Human Pose Estimation C++ Demo

This demo showcases the work of multi-person 2D pose estimation algorithm. The task is to predict a pose: body skeleton, which consists of keypoints and connections between them, for every person in an input video. The pose may contain up to 18 keypoints: ears, eyes, nose, neck, shoulders, elbows, wrists, hips, knees, and ankles. Some of potential use cases of the algorithm are action recognition and behavior understanding. You can use the following pre-trained model with the demo:

  • human-pose-estimation-0001, which is a human pose estimation network, that produces two feature vectors. The algorithm uses these feature vectors to predict human poses.

For more information about the pre-trained model, refer to the model documentation.

The input frame height is scaled to model height, frame width is scaled to preserve initial aspect ratio and padded to multiple of 8.

Other demo objectives are:

  • Video/Camera as inputs, via OpenCV*
  • Visualization of all estimated poses

How It Works

On the start-up, the application reads command line parameters and loads human pose estimation model. Upon getting a frame from the OpenCV VideoCapture, the application executes human pose estimation algorithm and displays the results.

NOTE: By default, Open Model Zoo demos expect input with BGR channels order. If you trained your model to work with RGB order, you need to manually rearrange the default channels order in the demo application or reconvert your model using the Model Optimizer tool with --reverse_input_channels argument specified. For more information about the argument, refer to When to Reverse Input Channels section of Converting a Model Using General Conversion Parameters.

Running

Running the application with the -h option yields the following usage message:

InferenceEngine:
API version ............ <version>
Build .................. <number>
human_pose_estimation_demo [OPTION]
Options:
-h Print a usage message.
-at "<type>" Required. Type of the network, either "ae" for
Associative Embedding or "openpose" for OpenPose.
-i Required. An input to process. The input must be a single image, a folder of images, video file or camera id.
-m "<path>" Required. Path to an .xml file with a trained model.
-o "<path>" Optional. Name of output to save.
-limit "<num>" Optional. Number of frames to store in output. If 0 is set, all frames are stored.
-tsize Optional. Target input size.
-t Optional. Probability threshold for poses filtering.
-l "<absolute_path>" Required for CPU custom layers. Absolute path to a shared library with the kernel implementations.
Or
-c "<absolute_path>" Required for GPU custom kernels. Absolute path to the .xml file with the kernel descriptions.
-d "<device>" Optional. Specify the target device to infer on (the list of available devices is shown below). Default value is CPU. Use "-d HETERO:<comma-separated_devices_list>" format to specify HETERO plugin. The demo will look for a suitable plugin for a specified device.
-pc Optional. Enables per-layer performance report.
-nireq "<integer>" Optional. Number of infer requests. If this option is omitted, number of infer requests is determined automatically.
-nthreads "<integer>" Optional. Number of threads.
-nstreams Optional. Number of streams to use for inference on the CPU or/and GPU in throughput mode (for HETERO and MULTI device cases use format <device1>:<nstreams1>,<device2>:<nstreams2> or just <nstreams>)
-loop Optional. Enable reading the input in a loop.
-no_show Optional. Do not show processed video.
-u Optional. List of monitors to show initially.

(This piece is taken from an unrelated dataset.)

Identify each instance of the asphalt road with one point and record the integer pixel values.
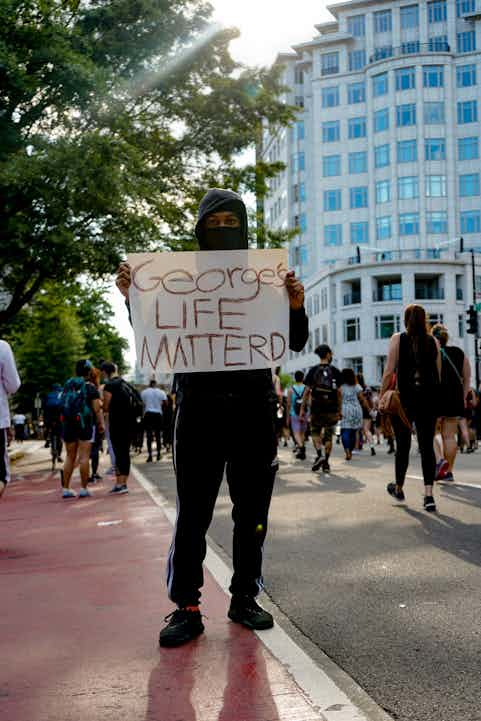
(392, 594)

Running the application with an empty list of options yields an error message.

To run the demo, you can use public or pre-trained models. To download the pre-trained models, use the OpenVINO Model Downloader. The list of models supported by the demo is in the models.lst file in the demo's directory.

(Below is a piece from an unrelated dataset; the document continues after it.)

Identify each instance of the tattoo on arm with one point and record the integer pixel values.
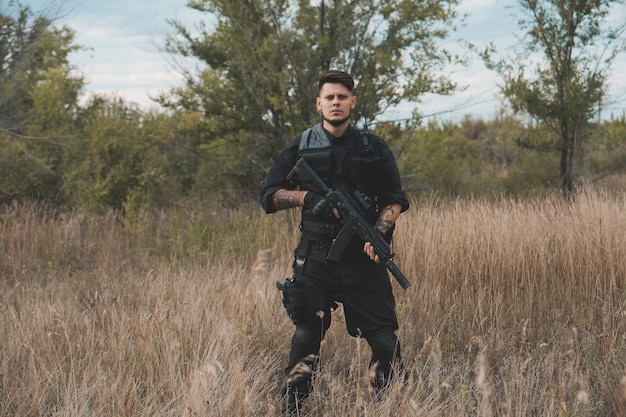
(284, 199)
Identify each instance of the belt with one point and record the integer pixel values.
(319, 228)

NOTE: Before running the demo with a trained model, make sure the model is converted to the Inference Engine format (*.xml + *.bin) using the Model Optimizer tool.

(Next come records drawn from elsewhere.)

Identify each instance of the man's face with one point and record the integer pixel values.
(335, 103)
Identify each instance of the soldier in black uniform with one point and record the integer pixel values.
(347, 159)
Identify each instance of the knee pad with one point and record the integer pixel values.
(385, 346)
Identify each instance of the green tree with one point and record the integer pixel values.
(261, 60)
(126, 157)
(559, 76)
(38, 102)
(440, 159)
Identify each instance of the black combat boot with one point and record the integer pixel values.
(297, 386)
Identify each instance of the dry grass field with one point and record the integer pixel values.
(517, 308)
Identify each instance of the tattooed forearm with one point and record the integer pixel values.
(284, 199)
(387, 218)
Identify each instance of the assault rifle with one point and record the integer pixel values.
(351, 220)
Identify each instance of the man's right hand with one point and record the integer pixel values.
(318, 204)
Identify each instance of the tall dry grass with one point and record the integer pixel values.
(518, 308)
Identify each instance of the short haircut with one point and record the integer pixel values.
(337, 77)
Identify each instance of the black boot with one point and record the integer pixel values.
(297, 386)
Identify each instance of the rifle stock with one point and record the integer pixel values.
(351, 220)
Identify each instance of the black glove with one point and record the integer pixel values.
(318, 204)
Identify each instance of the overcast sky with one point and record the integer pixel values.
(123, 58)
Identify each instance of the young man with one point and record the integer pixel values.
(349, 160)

For example, to do inference on a CPU, run the following command:

./human_pose_estimation_demo -i <path_to_video>/input_video.mp4 -m <path_to_model>/human-pose-estimation-0001.xml -d CPU -at openpose

Demo Output

The demo uses OpenCV to display the resulting frame with estimated poses and text report of FPS - frames per second performance for the human pose estimation demo.

NOTE: On VPU devices (Intel® Movidius™ Neural Compute Stick, Intel® Neural Compute Stick 2, and Intel® Vision Accelerator Design with Intel® Movidius™ VPUs) this demo has been tested on the following Model Downloader available topologies: >* human-pose-estimation-0001 Other models may produce unexpected results on these devices.